Jean-Marc Petit: Le décrochage scolaire a plusieurs définitions. On parle souvent de « NEET », c’est-à-dire des gens ni en formation, ni en emploi et ni en études alors qu’ils auraient l’âge d’y être. En même temps dans certaines statistiques qui ont été utilisées, notamment par le ministère, on intégrait aussi parfois dans le décrochage, des gens qui étaient en emploi mais qui avaient moins de 25 ans et qui étaient sans diplôme. On considère qu’ils sont quand même décrocheurs du système scolaire car ils n’ont pas le bagage nécessaire pour pouvoir s’intégrer par la suite de façon satisfaisante dans la société. Il existe quand même un lien entre un diplôme et l’intégration dans une vie professionnelle porteuse

Stéphanie Gallet:  Ces écoles de la deuxième chance qui ont été mobilisées pour reprendre en main ces élèves décrocheurs mettent toutes en avant la notion de bienveillance.

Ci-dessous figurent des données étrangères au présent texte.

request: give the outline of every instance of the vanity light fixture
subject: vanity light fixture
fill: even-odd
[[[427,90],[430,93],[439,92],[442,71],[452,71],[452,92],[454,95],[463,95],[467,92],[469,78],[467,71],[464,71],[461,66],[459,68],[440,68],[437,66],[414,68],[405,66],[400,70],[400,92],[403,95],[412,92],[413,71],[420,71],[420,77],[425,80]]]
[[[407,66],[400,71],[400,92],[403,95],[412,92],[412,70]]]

Jean-Marc Petit: Face à des jeunes qui sont multiformes, ils ont parfois l’impression d’avoir face à eux une école qui serait un peu un mur et qui poursuit ses objectifs indépendamment de ce qu’ils sont. Il est important d’avoir un autre regard sur ce jeune, en considérant aussi ses ressources, et ne pas seulement l’évaluer à l’aune des critères scolaires traditionnels. Il y a plein de jeunes qui ont des ressources, qui ne sont pas a priori des ressources reconnues du système scolaire, mais qui pourtant peuvent les aider à retrouver confiance en eux si on leur montre que ces ressources existent et qu’elles peuvent être socialement mobilisées. Un regard de bienveillance, c’est d’abord considérer la personne comme une personne qui a des richesses, pas forcément dans la norme que l’on attend, mais pour autant on est prêt à prendre l’élève tel qu’il est et à l’aider à s’épanouir et à trouver une voie de formation porteuse.